Where will the cyclists shop when the stores are empty? – Kevin Buckle
Why do supporters of active travel still insist that road closures like Summertime Streets and Open Streets help high street businesses, asks Kevin Buckle.
After last week’s column about city centre Councillor Jo Mowat’s failed attempt to have a review which would, among other things, have included consulting with residents and traders affected by Summertime Streets I actually got to watch the meeting involved.
Councillor Mowat spoke well about why a review was needed andn having met with businesses, had some scary figures about the drops in takings they had suffered averaging at 30 per cent.
The council seem to think there is no need to speak to folk and instead information from camera monitoring will be enough. City centre Cllr Claire Miller of the Greens, who talks a lot of sense on other matters, seemed to have completely missed the point that talking to businesses was essential and indeed felt everybody had been “on the same page” and there was no real division.
Further offence was taken by Cllr Lesley Macinnes the transport and environment convener, when the barriers used were described by Cllr Nick Cook as looking like they were from a war zone.
Anybody who has seen the barriers would recognise Cllr Cook’s description and as with Open Streets the barriers look more like there has been an incident and the street closed than being there because of any event.
I did at least see some information on the barriers for Summertime Streets whereas the barrier at the bottom of Cockburn Street for Open Streets gave no indication at all why it was there. When I pointed this out I was told things needed to improve and then at every further occasion they didn’t.
Truth be told, the closing off of streets was not done well, little seemed to be have been learned from previous closures and bland promises to get better while not accepting things were that wrong seems to be the order of the day.
There is a further point here and that is while Cllr Mowat has on this occasion spoken out in support of businesses I know from my own time in the Grassmarket that whenever there was any clash of interests between residents and local businesses all the city centre councillors sided with the voters.

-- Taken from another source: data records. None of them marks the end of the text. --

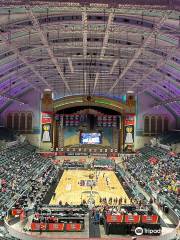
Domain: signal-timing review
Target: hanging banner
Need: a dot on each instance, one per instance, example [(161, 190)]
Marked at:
[(46, 122), (129, 134), (46, 117), (129, 121)]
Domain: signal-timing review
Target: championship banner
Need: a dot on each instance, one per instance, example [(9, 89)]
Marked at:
[(46, 122), (129, 122)]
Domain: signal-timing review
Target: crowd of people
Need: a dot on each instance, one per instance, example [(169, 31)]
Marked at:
[(25, 177), (157, 171)]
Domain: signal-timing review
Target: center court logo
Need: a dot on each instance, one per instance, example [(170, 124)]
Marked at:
[(139, 231)]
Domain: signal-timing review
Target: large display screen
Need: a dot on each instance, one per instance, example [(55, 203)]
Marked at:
[(90, 138)]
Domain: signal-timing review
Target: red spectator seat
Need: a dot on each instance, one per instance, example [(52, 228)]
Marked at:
[(114, 218), (74, 227)]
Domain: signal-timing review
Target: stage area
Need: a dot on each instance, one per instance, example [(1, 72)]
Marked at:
[(75, 187)]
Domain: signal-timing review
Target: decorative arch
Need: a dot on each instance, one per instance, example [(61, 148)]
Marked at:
[(80, 100), (16, 121), (22, 121), (146, 124), (9, 120), (29, 122)]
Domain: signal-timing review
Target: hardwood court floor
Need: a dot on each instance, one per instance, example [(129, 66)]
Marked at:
[(69, 189)]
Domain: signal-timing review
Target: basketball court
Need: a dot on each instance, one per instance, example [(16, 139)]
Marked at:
[(75, 186)]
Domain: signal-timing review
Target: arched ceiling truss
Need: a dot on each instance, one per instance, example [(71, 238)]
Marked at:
[(101, 49)]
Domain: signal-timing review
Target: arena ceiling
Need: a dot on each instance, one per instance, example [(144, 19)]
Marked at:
[(100, 48)]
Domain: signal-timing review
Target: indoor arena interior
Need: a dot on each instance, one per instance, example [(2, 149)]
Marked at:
[(90, 119)]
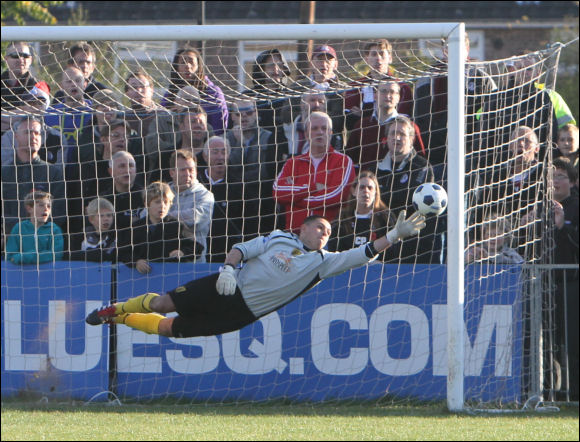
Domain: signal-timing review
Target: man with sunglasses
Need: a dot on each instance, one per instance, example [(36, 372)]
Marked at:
[(17, 80), (253, 161)]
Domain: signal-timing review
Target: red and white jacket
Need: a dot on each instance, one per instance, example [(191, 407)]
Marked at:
[(302, 189)]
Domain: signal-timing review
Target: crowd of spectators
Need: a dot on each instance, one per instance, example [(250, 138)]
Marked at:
[(184, 179)]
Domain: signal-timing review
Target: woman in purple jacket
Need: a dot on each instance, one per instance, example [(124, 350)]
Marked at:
[(188, 68)]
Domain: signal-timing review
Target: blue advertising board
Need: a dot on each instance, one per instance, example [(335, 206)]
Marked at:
[(371, 332), (47, 348)]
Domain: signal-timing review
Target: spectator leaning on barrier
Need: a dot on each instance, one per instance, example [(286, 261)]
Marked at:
[(364, 218), (567, 146), (566, 209), (16, 79), (367, 143), (226, 223), (156, 237), (317, 182), (83, 57), (188, 68), (359, 100), (98, 242), (35, 240), (28, 173), (253, 163), (193, 203)]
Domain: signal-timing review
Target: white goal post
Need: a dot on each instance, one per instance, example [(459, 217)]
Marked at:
[(454, 33)]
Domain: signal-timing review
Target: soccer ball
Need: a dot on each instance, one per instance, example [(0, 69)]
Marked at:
[(430, 199)]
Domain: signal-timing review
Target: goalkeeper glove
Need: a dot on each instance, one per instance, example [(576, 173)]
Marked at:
[(406, 227), (226, 284)]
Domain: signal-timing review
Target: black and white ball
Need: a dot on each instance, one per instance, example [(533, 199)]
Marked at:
[(430, 199)]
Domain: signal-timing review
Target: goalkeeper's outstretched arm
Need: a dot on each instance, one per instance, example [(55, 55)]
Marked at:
[(403, 229)]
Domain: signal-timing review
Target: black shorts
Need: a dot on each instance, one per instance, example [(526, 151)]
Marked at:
[(204, 312)]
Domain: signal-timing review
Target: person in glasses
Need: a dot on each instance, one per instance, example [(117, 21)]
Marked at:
[(17, 80)]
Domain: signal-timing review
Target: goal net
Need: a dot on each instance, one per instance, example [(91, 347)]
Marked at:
[(377, 333)]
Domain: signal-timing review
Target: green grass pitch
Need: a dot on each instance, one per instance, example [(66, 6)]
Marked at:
[(277, 422)]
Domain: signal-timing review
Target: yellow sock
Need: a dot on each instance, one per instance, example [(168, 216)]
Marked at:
[(146, 322), (139, 304)]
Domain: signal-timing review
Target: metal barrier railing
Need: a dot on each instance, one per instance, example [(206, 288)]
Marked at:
[(552, 304)]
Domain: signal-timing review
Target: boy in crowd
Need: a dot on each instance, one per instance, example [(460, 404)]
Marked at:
[(99, 243), (35, 240), (156, 237)]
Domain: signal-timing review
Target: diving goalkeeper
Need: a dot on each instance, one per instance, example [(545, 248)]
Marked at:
[(276, 269)]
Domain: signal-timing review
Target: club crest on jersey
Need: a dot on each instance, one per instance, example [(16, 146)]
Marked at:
[(281, 261)]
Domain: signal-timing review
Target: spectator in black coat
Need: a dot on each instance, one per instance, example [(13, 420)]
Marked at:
[(156, 238)]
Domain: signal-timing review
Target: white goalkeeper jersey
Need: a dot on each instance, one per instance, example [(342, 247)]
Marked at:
[(278, 268)]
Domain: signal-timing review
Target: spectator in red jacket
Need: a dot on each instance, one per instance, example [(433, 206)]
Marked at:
[(360, 100), (367, 143), (314, 183)]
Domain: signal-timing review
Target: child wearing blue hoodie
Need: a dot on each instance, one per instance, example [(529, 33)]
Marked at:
[(35, 240)]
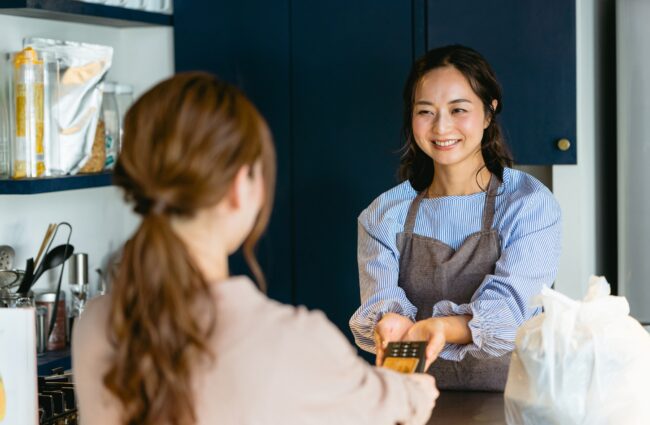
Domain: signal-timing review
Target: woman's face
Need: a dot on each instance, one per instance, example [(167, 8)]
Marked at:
[(449, 119)]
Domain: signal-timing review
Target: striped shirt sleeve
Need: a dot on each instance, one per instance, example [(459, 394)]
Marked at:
[(529, 260), (528, 221), (378, 260)]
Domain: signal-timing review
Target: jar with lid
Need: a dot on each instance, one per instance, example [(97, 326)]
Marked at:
[(5, 149), (27, 114), (110, 117), (124, 96)]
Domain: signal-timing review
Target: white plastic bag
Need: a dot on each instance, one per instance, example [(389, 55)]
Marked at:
[(578, 362)]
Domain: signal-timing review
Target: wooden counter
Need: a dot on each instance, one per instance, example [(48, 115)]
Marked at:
[(468, 408)]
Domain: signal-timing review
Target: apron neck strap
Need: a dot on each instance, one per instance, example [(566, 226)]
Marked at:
[(413, 212), (490, 200), (488, 209)]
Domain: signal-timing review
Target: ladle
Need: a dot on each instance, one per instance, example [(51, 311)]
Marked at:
[(54, 258)]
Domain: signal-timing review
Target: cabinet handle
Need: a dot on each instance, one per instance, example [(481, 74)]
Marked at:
[(563, 144)]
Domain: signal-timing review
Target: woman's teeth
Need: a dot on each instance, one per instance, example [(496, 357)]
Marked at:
[(444, 143)]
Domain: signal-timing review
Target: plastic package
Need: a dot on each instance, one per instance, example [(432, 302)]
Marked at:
[(82, 67), (580, 363)]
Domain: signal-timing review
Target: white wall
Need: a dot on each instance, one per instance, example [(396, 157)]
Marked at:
[(633, 64), (575, 186), (100, 219)]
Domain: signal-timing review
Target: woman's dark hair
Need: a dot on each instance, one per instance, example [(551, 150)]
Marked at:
[(184, 142), (415, 165)]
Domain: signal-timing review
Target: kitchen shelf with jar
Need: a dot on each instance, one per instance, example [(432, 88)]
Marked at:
[(55, 184), (86, 13)]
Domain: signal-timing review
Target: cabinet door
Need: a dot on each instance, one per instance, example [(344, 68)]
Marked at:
[(247, 43), (349, 63), (531, 46)]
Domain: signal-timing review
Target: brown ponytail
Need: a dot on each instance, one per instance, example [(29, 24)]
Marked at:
[(184, 142)]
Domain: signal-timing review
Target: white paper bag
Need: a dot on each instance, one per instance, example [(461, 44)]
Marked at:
[(580, 362), (18, 394)]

What would be interesting to know is how many councillors have any background in high street business and in particular retail. I’m guessing few and possibly none, which may explain that while councillors who support causes like active travel and Leith Theatre and the arts are well known and many in number it is hard to come up with any councillor who regularly supports and speaks up for high street retail, which I think most would agree is greatly needed.
While there is much talk about plans for George Street councillors yet again fail to have any focus on what businesses may, and indeed may not, be there should these plans come to fruition and with 30 to 50 shops predicted to become empty when Edinburgh St James opens I see little forward planning now beyond the mistaken idea that allowing changes of use will solve the problem.
As I have said before, if nothing is done Edinburgh city centre will just be cyclists passing by empty shops.